A Diamond In The Rough

Inhibitex (NASDAQ: INHX) focuses on infectious diseases and two of its antibody-based therapies are in Phase III and Phase II clinical trials for Staphylococcus aureus (staph) infections. The company’s most advanced product candidate is Veronate, which is in a Phase III clinical trial for the prevention of staph infections in infants with very low birthweights. Veronate is targeting an unmet need, noting that 18% of these infants succumb to staph infections each year in the U.S. The primary endpoint of the pivotal Phase III trial is to demonstrate efficacy in the prevention of hospital-associated infections due to staph in this infant population.

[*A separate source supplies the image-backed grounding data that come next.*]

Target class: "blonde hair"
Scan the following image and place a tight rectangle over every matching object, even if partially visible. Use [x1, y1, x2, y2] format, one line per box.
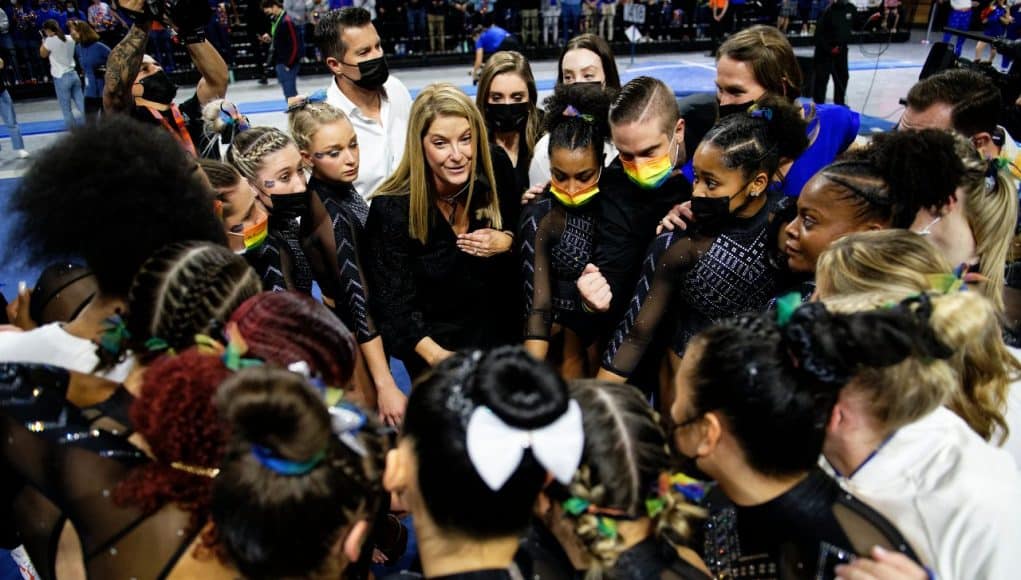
[475, 51, 542, 161]
[225, 126, 295, 181]
[826, 287, 1016, 443]
[816, 230, 953, 299]
[373, 83, 501, 244]
[288, 101, 353, 152]
[953, 134, 1016, 313]
[823, 293, 956, 431]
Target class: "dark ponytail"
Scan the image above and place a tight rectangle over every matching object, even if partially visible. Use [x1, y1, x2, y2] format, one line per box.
[689, 298, 950, 476]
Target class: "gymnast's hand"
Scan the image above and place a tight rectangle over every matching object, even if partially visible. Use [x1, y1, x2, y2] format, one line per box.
[577, 264, 612, 313]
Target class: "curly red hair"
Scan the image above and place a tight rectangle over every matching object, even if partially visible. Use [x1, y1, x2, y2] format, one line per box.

Veronate, which is a concentrated polyclonal immune globulin, has been granted both fast- track designation and Orphan Drug status in the U.S. and has been recommended for Orphan Medicinal Product designation in Europe. The company has retained all worldwide rights to Veronate and, if it is approved, anticipates commercializing it independently in the U.S. This is huge for Inhibitex, which could stand to make a significant profit. To put this in perspective, Synagis, which is marketed by Medimmune (NASDAQ: MEDI) to treat respiratory syncytial virus infection in newborns, has reached blockbuster status and is a major revenue stream for Medimmune.

Inhibitex’s other promising candidate in clinical trials is Aurexis, a monoclonal antibody specific for Staphylococcus aureus. It is Phase II clinical as a first-line therapy, in combination with standard of care antibiotics, for treatment of serious staph bloodstream infections in hospitalized patients. Compared to patients receiving standard of care treatment alone, patients also receiving Aurexis had a shorter duration of stay in the intensive care unit and less time on mechanical ventilators. Based on these findings, Inhibitex plans to initiate additional clinical studies in this indication in 2006.

Serious staph infections represent a growing problem at hospitals, particularly as antibiotic resistance increases. In addition to the challenges these infections pose to hospitals, staph infections that are serious and often resistant to antibiotics are now appearing in the community at an increasing rate. Thus, new treatments are absolutely necessary if we are to contain the spread of antibiotic-resistant bacteria.

We believe Inhibitex will have a winner in Veronate. Early results from the Phase III clinical trial look promising, and we think will carry through the remainder of the study, which is anticipated to be completed in the second half of 2006. This by itself should be good enough to cause share price appreciation.